La procura di Parigi ha aperto un'indagine dopo che la 22enne Marie Laguerre ha pubblicato sui social network il video di un uomo che la colpisce al viso in pieno giorno davanti a un bar, dopo che lei gli aveva risposto arrabbiata ai suoi commenti a sfondo sessuale. Mercoledì la studentessa aveva scritto su Facebook un post in cui denunciava quanto accaduto un giorno prima: mentre rientrava a casa un uomo le aveva rivolto fischi e commenti "in modo umiliante e provocatorio"; lei gli aveva allora detto "chiudi il becco", continuando ad andare avanti, mentre l'uomo andava in direzione opposta. Ma nel video delle telecamere di sicurezza del bar, che è stato diffuso dalla ragazza, si vede l'uomo che prova ad afferrare un posacenere da un tavolo esterno del bar e lo lancia contro di lei; poi torna indietro in direzione di Marie Laguerre e le dà uno schiaffo o un pugno sul viso. Secondo quanto AFP apprende da fonti di polizia, la donna ha presentato denuncia. "Non posso stare zitta e non dobbiamo più stare zitti", ha scritto nel post su Facebook in cui ha diffuso il video, visualizzato più di 900mila volte in pochi giorni.

"Per il fatto che ho risposto alla sua molestia, un uomo mi ha colpita in piena strada, in piena giornata, davanti a decine di testimoni. Inammissibile. Stop alle molestie in strada", ha scritto, aggiungendo gli hashtag 'noi tutte', 'me too', e 'balance ton porc', cioè la versione di #MeToo utilizzata in Francia. 

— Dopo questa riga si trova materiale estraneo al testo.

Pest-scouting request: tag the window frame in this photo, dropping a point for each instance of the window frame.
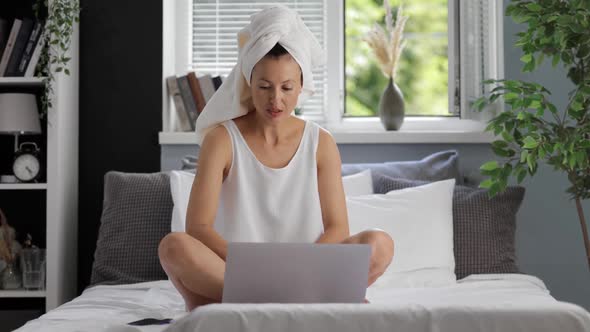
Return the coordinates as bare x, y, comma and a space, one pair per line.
176, 59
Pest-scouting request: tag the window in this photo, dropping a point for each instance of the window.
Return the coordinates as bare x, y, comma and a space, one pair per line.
452, 45
215, 27
422, 74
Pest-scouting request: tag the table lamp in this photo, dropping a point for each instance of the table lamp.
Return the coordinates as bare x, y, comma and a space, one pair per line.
19, 115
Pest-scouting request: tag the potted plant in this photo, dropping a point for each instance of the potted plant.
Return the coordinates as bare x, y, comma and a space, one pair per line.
531, 128
60, 17
387, 45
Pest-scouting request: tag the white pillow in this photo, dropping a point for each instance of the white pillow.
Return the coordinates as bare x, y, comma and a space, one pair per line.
358, 184
181, 183
420, 221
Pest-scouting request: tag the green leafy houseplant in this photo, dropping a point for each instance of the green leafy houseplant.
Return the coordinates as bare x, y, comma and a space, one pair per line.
61, 15
531, 128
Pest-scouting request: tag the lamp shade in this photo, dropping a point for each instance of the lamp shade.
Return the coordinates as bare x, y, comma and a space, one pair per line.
19, 114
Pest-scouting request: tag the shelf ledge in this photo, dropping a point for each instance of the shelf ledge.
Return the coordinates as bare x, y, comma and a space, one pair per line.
19, 293
23, 186
21, 81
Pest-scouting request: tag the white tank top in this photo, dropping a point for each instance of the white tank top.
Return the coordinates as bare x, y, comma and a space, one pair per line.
262, 204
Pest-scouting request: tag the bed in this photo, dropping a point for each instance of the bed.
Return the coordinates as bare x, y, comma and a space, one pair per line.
482, 290
493, 302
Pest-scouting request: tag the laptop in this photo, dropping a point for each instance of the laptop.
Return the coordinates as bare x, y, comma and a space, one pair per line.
296, 273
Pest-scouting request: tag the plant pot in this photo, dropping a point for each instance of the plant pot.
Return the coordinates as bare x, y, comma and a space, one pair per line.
392, 107
11, 278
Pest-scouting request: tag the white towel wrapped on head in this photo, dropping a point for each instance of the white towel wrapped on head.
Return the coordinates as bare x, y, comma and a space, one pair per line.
276, 24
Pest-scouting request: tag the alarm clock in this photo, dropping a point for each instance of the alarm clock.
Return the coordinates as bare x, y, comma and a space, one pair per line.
27, 166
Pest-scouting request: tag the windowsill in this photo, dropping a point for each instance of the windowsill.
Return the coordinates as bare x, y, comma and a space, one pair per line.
429, 130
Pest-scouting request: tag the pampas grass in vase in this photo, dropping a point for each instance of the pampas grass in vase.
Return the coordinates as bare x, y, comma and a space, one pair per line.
387, 45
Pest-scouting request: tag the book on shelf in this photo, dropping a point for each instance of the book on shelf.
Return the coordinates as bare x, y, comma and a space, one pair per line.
207, 87
20, 44
32, 63
189, 103
174, 91
217, 82
9, 45
29, 49
196, 89
4, 33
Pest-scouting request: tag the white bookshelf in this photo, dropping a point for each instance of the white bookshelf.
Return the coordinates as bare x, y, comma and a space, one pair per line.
23, 186
21, 82
61, 224
21, 293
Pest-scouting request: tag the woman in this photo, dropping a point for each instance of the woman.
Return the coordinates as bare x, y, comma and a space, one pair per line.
264, 175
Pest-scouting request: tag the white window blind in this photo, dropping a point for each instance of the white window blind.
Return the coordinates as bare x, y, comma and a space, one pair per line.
215, 24
480, 52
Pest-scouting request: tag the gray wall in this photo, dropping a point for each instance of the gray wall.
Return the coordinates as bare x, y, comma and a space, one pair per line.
549, 240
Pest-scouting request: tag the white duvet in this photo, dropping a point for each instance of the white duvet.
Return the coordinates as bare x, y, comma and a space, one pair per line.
498, 302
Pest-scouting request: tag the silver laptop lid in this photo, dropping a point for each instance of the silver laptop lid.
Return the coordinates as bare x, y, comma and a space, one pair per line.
296, 273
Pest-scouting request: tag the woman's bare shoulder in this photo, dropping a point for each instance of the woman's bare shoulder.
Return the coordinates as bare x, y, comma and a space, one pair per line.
216, 146
218, 135
327, 151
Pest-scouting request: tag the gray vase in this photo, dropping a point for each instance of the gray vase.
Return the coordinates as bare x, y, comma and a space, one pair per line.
391, 107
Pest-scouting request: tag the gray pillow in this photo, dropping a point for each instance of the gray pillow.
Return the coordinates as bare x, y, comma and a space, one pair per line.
435, 167
136, 215
483, 228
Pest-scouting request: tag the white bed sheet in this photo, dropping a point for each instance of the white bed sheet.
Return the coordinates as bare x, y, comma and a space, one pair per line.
498, 302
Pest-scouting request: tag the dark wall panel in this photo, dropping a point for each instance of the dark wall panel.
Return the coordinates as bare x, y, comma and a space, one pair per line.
120, 104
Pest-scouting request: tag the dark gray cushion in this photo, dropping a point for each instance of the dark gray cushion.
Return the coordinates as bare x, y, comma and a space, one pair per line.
136, 215
483, 228
435, 167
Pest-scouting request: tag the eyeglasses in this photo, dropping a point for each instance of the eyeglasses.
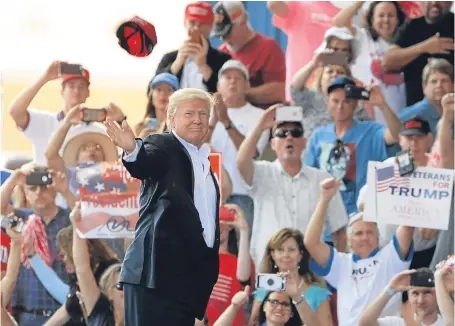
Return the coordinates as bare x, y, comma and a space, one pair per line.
338, 150
283, 133
275, 303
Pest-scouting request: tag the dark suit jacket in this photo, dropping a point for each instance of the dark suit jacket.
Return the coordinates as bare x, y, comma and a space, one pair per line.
215, 60
169, 252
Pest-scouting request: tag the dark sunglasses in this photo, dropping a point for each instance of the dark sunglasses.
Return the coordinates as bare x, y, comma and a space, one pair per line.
283, 133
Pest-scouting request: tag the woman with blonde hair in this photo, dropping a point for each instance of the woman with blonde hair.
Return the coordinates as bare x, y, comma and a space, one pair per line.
286, 255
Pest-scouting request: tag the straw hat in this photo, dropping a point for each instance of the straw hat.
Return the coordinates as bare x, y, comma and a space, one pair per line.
82, 134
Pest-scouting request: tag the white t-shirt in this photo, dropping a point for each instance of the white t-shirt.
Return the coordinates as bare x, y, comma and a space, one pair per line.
359, 281
398, 321
366, 66
39, 130
386, 231
245, 119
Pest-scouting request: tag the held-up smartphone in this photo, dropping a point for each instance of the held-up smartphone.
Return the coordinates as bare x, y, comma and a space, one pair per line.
270, 282
152, 123
93, 115
39, 178
334, 58
15, 225
289, 113
356, 93
227, 214
69, 69
405, 163
195, 36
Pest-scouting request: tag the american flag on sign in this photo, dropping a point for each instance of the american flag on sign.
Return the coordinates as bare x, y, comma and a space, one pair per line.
389, 176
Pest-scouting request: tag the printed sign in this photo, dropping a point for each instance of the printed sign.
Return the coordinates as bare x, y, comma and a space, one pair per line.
109, 199
421, 199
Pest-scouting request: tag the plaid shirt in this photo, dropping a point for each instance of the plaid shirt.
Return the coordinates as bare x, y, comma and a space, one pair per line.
29, 292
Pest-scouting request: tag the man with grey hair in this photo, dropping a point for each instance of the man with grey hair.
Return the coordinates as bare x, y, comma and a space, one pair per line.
437, 81
360, 275
171, 266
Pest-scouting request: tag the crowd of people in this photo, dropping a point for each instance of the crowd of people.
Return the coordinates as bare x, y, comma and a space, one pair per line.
297, 188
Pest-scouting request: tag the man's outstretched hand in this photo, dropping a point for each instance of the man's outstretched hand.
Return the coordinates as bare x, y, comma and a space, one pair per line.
122, 136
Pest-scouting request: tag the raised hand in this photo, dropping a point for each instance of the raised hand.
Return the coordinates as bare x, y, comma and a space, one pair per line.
122, 136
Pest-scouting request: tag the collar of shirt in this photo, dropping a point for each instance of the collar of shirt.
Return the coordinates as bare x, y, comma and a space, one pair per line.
202, 152
302, 173
356, 258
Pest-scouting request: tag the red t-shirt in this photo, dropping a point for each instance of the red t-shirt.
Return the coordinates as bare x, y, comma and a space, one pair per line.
264, 59
224, 289
4, 250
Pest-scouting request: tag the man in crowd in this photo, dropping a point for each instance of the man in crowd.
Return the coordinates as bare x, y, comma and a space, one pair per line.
38, 126
419, 39
343, 148
285, 192
31, 302
260, 54
361, 275
195, 63
422, 297
234, 118
437, 81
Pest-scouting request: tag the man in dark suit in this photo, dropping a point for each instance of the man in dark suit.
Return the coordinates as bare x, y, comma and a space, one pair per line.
171, 266
196, 63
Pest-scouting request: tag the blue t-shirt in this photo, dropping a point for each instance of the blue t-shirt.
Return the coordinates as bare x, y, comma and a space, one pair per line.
423, 109
363, 142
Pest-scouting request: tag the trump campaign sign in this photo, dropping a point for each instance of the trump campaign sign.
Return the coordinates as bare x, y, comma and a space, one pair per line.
109, 198
421, 199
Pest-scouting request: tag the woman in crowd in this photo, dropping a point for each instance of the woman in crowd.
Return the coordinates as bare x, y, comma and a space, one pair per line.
236, 270
314, 101
276, 309
286, 254
154, 121
103, 304
8, 282
383, 18
101, 258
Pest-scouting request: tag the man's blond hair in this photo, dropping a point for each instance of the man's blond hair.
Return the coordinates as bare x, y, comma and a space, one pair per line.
183, 96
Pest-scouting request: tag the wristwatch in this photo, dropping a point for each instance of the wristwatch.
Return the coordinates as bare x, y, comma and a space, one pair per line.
302, 297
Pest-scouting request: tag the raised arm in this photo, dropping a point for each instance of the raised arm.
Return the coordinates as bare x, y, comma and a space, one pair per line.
87, 283
248, 150
279, 8
18, 107
371, 313
318, 249
345, 16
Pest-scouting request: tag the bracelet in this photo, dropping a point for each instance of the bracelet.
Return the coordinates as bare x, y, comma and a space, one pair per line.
389, 291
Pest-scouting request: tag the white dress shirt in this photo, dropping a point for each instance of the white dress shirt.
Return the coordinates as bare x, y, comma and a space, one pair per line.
204, 187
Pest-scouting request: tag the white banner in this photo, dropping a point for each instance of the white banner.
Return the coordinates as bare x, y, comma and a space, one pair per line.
420, 199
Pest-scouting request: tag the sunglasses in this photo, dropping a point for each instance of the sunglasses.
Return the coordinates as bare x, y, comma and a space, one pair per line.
283, 133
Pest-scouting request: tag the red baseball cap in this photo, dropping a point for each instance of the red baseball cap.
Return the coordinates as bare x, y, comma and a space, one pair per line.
85, 75
200, 11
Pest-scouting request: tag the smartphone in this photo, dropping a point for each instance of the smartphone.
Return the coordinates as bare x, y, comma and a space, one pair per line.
69, 69
270, 282
13, 224
356, 92
226, 214
39, 178
93, 115
195, 36
405, 163
152, 123
289, 113
334, 58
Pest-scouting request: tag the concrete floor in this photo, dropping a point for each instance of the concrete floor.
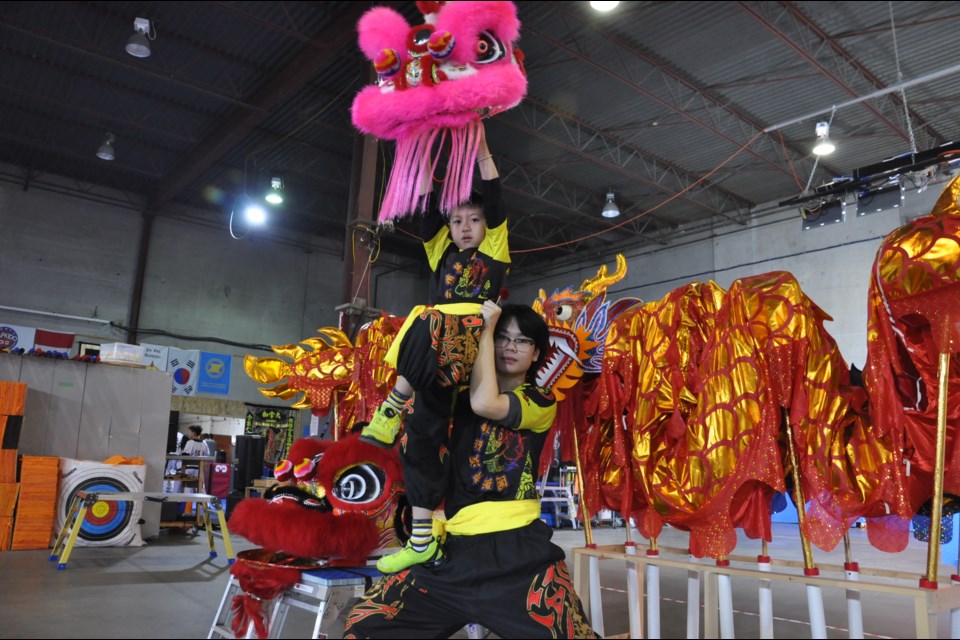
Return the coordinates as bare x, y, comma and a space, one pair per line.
171, 589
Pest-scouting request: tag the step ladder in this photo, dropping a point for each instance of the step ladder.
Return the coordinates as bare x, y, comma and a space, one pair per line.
324, 593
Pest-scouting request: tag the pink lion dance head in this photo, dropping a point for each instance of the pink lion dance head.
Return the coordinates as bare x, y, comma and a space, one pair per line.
437, 80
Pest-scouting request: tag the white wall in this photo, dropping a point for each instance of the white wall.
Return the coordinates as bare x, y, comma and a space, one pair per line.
62, 255
832, 263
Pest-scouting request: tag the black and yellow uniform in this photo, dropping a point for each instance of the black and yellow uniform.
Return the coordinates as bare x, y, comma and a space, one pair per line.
502, 571
437, 344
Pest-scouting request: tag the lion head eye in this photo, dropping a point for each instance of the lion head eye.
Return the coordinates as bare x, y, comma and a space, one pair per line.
489, 49
360, 484
564, 312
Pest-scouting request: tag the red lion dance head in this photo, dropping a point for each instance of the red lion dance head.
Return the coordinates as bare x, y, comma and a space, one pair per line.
339, 501
437, 79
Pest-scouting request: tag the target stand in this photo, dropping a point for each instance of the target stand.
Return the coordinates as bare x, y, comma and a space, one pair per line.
85, 501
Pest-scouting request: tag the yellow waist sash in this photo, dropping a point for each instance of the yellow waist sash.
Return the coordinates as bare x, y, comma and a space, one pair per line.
489, 517
454, 308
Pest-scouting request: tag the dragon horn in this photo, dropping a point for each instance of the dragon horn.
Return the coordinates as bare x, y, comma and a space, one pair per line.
599, 284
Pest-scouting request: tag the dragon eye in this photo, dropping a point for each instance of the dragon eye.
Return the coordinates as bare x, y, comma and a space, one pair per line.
564, 312
360, 484
489, 49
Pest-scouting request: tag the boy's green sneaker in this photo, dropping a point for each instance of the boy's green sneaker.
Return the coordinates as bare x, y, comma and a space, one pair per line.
432, 557
383, 428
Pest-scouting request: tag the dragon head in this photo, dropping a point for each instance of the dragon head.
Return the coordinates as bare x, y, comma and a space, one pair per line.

Il filmato è diventato virale dopo che la giovane lo ha pubblicato anche su Twitter, sabato, tanto che Le Parisien ha dedicato al fatto la prima pagina di lunedì. Su Twitter Laguerre ha chiamato in causa direttamente Marlene Schiappa, la sottosegretaria per l'uguaglianza uomini-donne, la quale a Le Parisien ha dichiarato: "La posta in gioco è grave: è quella della libertà delle donne di andare in giro liberamente nello spazio pubblico". Schiappa ha anche invitato i testimoni che erano nel bar, molti dei quali hanno poi affrontato il molestatore dopo l'aggressione, ad aiutare la polizia a identificare l'uomo.